Rethinking Few-Shot Medical Image Segmentation by SAM2: A Training-Free Framework with Augmentative Prompting and Dynamic Matching
This provides a plug-and-play solution for 3D medical image segmentation, addressing the reliance on large labeled datasets in medical imaging, though it is incremental as it builds on existing foundation models.
The paper tackled the challenge of few-shot medical image segmentation by proposing a training-free framework that uses SAM2 with augmentative prompting and dynamic matching, achieving state-of-the-art performance on benchmark datasets with significant improvements in accuracy and annotation efficiency.
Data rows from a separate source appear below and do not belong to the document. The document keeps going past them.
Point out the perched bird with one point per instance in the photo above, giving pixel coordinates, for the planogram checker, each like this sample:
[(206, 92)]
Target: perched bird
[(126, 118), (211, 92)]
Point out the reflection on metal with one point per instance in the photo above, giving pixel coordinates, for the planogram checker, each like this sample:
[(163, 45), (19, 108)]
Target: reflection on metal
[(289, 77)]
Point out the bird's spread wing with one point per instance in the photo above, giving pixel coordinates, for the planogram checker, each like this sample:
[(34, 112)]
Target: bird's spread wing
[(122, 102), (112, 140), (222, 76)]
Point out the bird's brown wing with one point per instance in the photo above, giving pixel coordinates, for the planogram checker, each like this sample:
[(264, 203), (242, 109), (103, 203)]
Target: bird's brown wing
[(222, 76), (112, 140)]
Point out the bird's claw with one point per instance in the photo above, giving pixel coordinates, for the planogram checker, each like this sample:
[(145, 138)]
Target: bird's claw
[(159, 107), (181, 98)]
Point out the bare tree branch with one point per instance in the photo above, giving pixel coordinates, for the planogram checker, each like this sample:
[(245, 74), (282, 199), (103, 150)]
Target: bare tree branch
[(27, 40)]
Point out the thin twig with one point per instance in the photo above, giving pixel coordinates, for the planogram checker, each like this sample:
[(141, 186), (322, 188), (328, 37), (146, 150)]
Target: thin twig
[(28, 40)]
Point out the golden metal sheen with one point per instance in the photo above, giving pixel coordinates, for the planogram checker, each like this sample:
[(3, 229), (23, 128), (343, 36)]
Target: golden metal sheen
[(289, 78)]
The reliance on large labeled datasets presents a significant challenge in medical image segmentation. Few-shot learning offers a potential solution, but existing methods often still require substantial training data. This paper proposes a novel approach that leverages the Segment Anything Model 2 (SAM2), a vision foundation model with strong video segmentation capabilities. We conceptualize 3D medical image volumes as video sequences, departing from the traditional slice-by-slice paradigm. Our core innovation is a support-query matching strategy: we perform extensive data augmentation on a single labeled support image and, for each frame in the query volume, algorithmically select the most analogous augmented support image. This selected image, along with its corresponding mask, is used as a mask prompt, driving SAM2's video segmentation. This approach entirely avoids model retraining or parameter updates. We demonstrate state-of-the-art performance on benchmark few-shot medical image segmentation datasets, achieving significant improvements in accuracy and annotation efficiency. This plug-and-play method offers a powerful and generalizable solution for 3D medical image segmentation.